Tamiya 1/48 A6M3 'Hamp'
KIT #: 61025
PRICE: 1500 yen SRP
DECALS: Four options
REVIEWER: Scott Van Aken
NOTES: 1982 tooling


The A6M3 was the first major variant of the Zero that dominated the Pacific and Southeast Asia in the first six months of the war. Initially, the model 22 was very much like the A6M2 model 21, but incorporated an uprated Sakae engine. The model 32 went one step farther and had clipped wing tips. This did two things. One is that it improved roll rate and the other was that it helped facilitate handling on carrier decks as crews did not have to fold the wing tips to get the plane below deck.

A total of 343 were produced between July 1941 and August 1942. While the type served throughout the war, it mostly served in New Guinea and the Philippines from land bases.


This is not a new kit, being initially tooled in 1982. Still, the level of detail is quite good with a nicely done cockpit that includes a floor piece with raised detail consoles and other small boxes built in. A rear bulkhead takes the seat while the instrument panel piece has gun butt shapes molded in. Rudder pedals are molded into the floor. There is a pilot figure to fit into the seat.

The interior can be fitted from underneath after mating the fuselage halves. Wings are a single lower piece with upper halves and there are aileron balances. The engine is two generic 7 cylinder pieces with no pushrods and a prop gear box. No polycaps for this one, but a prop shaft that fits between the two engine cylinder pieces.
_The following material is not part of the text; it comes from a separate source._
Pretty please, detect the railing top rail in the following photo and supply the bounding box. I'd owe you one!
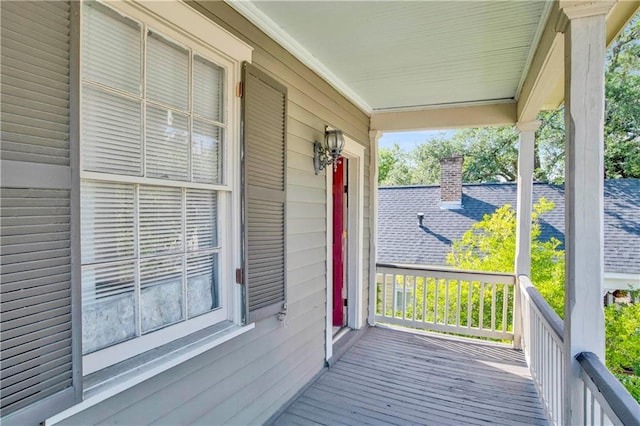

Landing gear legs trap the wheels between them and the gear doors. The inner gear doors, tail gear, and tail hook are separate. There is a two piece fuel tank for the centerline. You can also build this gear up and pieced are provided for that option. The engine cowling can be built with cowl flaps open or closed and you get a choice of open or closed canopy. The prop has the spinner built in with a separate backing plate.

Instructions are well done with generic paint information. I'd think twice about some of the color information as I'm sure the cockpit was not Aotake but Mitsubishi interior green. Same with some of the external colors as I doubt the airplane used any light grey. Four markings option are provided. Two are in the overall 'grey' color while the other two are from 1943 so have the yellow wing leading edge bands. One is the box art plane based in Rabaul in 1943 with a mottled upper surface and the other is from Taiwan in 1944 in the green/grey scheme. Even though this is an old tooling, it has been in production all the time so the decals are quite nicely done and fresh.

While somewhat eclipsed by newer toolings, this one is still well worth building even if it isn't quite a detailed. Best of all it is inexpensive and I'm sure will make into a very nice model for your shelves.